The defence has asked the court "to declare that the ICC is not competent regarding the period and the facts in the arrest warrant issued against Laurent Gbagbo on November 23, 2011," Emmanuel Altit, Gbago's defence lawyer, wrote in a court document that has been made public.
A hearing to consider the charges against Gbagbo, which is due to start on June 18, should enable the ICC judges to consider if the evidence produced by the prosecution is sufficiently strong to merit a trial.
However, Altit argued in a 79-page document submitted to the court that Gbagbo had been tortured and suffered other rights violations while being held in Ivory Coast, and that he would not get a fair trial.
ICC prosecutor Luis Moreno-Ocampo got the thumbs-up from judges on October 3 last year to probe crimes committed in Ivory Coast after disputed polls late in November 2010 led to the death of an estimated 3,000 people.
The post-vote violence broke out when Gbagbo, now 66, refused to step down in favour of his long-time rival and current President Alassane Ouattara, who was declared the winner of the election.
Five months of unrest followed in the world's largest cocoa producer, before Gbagbo was arrested at his heavily fortified home in April last year by forces loyal to Ouattara, with UN and French military backing.
Gbagbo, who blames France for orchestrating his imprisonment, was taken to northern Ivory Coast and kept under house arrest.
He was transferred to the ICC's detention unit in The Hague on November 30 last year and is currently facing four counts of crimes against humanity.
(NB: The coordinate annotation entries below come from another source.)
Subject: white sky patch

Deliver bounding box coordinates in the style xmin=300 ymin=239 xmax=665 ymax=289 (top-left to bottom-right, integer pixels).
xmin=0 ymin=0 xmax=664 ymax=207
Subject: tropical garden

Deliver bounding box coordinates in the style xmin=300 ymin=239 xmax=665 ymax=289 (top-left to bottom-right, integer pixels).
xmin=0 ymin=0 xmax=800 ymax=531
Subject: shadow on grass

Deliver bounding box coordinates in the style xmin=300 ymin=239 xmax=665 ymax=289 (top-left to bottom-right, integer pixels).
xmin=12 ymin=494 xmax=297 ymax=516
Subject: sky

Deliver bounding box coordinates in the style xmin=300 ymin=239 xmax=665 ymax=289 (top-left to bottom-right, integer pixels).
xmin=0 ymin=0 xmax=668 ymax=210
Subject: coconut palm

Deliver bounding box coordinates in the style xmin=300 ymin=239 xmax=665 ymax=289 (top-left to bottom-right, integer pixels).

He is the first former head of state to be in ICC custody.
Altit said in court papers that Gbagbo had suffered rights violations and "torture and other inhuman and degrading treatment" during his months of detention before being transferred to the ICC in The Hague.
These violations, "which had serious consequences on (Gbagbo's) physical and mental state," were contrary to article 55 of the Statute of Rome, the founding treaty of the ICC, Altit argued.
He urged the court "to recognise that these violations are of a nature to make the holding of a fair trial impossible."
Ivory Coast has signed but not ratified the Statute of Rome, the lawyer added in his submission to the court. He contended that the documents that gave the prosecutor competence to issue an arrest warrant, including a letter from Ouattara, were of no judicial value.
Demonstrations of support for Gbagbo are regularly organised outside the ICC detention centre in the Scheveningen suburb of The Hague.
The ICC, founded in 2002, is an international criminal tribunal created to prosecute perpetrators of genocide, crimes against humanity and war crimes.